Despite extensive evidence to the contrary, desperate citizens, short of food, water and basic necessities are branded as “looters and vandals” by government officials, a lie that is being zealously promoted by the mass media.

 

One salient example is CNN Latinoamérica, an agency that provided a platform for Van Ryssenberghe, a supporter of the right-wing nationalist Independent Democratic Union, who continuously called on Bachelet to send in more troops and encouraged the formation of vigilante groups. CNN repeatedly broadcast her message to the exclusion of many other reports, without mentioning Van Ryssenberghe’s reactionary politics.

 

In reality the so-called looters are confronting an extreme situation and, in many cases have run out of options.
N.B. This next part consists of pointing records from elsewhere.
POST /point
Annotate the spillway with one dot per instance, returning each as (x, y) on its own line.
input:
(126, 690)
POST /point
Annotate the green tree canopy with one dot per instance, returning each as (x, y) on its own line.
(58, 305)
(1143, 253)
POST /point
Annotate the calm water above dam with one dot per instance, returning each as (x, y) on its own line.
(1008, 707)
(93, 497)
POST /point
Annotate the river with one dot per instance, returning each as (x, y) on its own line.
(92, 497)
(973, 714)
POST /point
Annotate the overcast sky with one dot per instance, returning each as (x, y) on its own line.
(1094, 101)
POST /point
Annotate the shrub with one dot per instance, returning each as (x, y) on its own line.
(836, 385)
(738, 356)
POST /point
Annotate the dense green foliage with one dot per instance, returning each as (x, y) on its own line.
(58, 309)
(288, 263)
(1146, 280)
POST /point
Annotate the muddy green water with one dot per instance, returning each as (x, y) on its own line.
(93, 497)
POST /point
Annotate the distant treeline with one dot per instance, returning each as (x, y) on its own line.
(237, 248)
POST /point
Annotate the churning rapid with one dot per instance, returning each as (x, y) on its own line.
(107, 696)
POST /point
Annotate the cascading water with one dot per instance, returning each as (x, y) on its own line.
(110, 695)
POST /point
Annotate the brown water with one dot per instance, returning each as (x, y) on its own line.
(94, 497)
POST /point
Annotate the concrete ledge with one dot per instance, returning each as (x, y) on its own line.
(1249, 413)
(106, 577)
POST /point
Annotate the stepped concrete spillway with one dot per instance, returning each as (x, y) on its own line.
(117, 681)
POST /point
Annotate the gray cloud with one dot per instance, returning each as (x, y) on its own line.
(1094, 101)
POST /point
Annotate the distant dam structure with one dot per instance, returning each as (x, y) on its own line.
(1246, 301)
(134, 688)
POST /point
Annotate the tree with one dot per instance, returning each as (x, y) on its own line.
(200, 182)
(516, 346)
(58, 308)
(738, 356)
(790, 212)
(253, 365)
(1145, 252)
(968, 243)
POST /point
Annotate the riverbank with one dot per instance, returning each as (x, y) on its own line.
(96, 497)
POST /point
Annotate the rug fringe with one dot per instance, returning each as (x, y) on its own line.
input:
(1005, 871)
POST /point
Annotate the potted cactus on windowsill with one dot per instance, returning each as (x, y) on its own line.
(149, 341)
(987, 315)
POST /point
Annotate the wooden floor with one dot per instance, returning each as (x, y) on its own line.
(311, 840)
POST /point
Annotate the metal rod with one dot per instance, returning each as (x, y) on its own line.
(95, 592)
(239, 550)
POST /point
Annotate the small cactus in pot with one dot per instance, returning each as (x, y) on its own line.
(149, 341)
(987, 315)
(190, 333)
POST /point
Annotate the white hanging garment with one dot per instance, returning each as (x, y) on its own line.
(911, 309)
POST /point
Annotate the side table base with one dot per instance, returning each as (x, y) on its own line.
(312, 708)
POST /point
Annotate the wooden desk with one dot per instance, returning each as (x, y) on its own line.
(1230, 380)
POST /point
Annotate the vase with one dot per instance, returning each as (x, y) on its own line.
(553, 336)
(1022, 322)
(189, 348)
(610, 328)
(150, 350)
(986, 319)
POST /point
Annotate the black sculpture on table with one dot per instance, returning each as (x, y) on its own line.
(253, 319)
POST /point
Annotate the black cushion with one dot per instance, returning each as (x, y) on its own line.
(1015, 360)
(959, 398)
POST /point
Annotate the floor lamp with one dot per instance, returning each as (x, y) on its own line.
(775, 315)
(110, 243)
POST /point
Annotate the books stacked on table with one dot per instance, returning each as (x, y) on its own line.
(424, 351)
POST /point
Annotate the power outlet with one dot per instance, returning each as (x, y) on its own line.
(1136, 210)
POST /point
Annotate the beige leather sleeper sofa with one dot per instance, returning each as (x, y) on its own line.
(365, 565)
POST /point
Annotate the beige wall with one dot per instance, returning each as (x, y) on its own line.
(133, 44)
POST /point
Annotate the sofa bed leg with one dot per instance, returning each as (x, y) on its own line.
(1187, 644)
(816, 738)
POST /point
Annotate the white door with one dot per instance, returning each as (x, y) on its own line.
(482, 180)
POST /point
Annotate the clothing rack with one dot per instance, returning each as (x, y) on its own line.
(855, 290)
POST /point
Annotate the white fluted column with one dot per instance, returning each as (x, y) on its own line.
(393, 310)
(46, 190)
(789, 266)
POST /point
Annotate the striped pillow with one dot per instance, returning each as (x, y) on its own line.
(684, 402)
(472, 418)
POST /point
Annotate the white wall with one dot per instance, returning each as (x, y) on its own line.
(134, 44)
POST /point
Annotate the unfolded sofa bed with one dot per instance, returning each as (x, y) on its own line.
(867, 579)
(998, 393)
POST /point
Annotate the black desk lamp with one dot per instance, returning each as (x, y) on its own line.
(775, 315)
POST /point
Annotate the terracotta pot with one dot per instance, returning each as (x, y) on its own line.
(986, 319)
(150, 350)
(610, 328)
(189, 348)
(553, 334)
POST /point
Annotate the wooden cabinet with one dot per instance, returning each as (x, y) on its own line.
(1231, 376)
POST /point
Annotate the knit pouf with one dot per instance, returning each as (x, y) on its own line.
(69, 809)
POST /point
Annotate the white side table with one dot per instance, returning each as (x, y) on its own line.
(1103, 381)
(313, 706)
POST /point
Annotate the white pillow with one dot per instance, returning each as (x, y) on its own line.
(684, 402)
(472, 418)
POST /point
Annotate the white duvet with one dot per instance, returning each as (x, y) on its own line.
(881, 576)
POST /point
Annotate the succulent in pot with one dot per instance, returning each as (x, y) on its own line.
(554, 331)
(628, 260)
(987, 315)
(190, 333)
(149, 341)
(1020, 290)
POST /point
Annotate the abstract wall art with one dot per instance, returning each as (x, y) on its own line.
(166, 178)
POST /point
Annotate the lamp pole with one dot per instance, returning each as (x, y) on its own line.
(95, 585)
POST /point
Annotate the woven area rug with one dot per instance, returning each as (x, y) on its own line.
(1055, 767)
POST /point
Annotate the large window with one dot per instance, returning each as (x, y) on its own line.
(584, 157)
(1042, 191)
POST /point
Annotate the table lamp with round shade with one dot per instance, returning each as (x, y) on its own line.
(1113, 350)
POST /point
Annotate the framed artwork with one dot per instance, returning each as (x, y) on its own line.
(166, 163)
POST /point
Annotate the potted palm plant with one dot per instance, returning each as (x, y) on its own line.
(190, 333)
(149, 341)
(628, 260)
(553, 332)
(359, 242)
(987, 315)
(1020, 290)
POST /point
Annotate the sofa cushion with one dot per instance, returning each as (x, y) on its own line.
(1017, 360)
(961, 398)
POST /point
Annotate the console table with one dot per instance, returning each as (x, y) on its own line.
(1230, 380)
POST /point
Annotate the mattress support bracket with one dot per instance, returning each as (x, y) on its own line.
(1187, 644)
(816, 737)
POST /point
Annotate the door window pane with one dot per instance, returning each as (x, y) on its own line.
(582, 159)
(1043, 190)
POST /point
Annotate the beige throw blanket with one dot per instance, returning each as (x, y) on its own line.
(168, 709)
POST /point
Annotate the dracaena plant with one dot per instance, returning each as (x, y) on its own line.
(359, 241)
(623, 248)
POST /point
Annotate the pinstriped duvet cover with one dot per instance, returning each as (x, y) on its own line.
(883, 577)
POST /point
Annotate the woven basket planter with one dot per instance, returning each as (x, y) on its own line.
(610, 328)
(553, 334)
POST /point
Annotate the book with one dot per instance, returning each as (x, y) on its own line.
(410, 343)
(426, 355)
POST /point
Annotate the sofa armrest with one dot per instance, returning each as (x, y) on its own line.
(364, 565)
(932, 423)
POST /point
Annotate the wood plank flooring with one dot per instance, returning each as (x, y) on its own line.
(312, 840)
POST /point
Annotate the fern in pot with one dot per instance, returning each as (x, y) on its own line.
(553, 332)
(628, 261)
While supplies are gradually arriving to big cities like Concepción, a correspondent indicated in a letter to the World Socialist Web Site that cities such as Talcahuano have not received supplies at all.

 

However, she points out that the Chilean military has no problem moving thousands of troops about: “Supermarkets are open, but this does not help, when there is no cash, no system for credit cards. People have to pay for supplies in this extraordinary disaster…the earthquake took place on the last Saturday of February, so people are additionally short of cash money.”

 

Many coastal towns have been destroyed and require immediate supplies. Large markets and pharmacies in Concepción survived but were closed by their capitalist owners, who, unable to process credit and debit cards, simply refused to distribute foodstuffs and resorted to hoarding. An occupying army is now protecting these establishments from so-called looters.

 

One periodical reported, “people waited 48 hours” in Concepción for these establishments to open before taking matters in their own hands. The report refers to the obvious, that once inside, some people made off with shoes, electric appliances and TV sets. In the context of Chile’s social and economic inequality, such actions were inevitable.

 

The failure of infrastructures, roads, water supply, electricity and the collapse of many newer buildings are a direct result of the free-market policies imposed by the Pinochet dictatorship in the 1970s and 1980s, policies that have continued to this day. Strict building codes that had been imposed in the wake of the earthquake of May 1960 were relaxed, in line with the ideology that markets are efficient and that the profit motive is sufficient enforcement of building standards.

 

Many of these newer structures have not yet fallen, but they are at risk of collapsing; in Bío Bío alone that includes at least 17 apartment buildings. The Chilean government estimates that 1.5 million homes have collapsed or are severely damaged.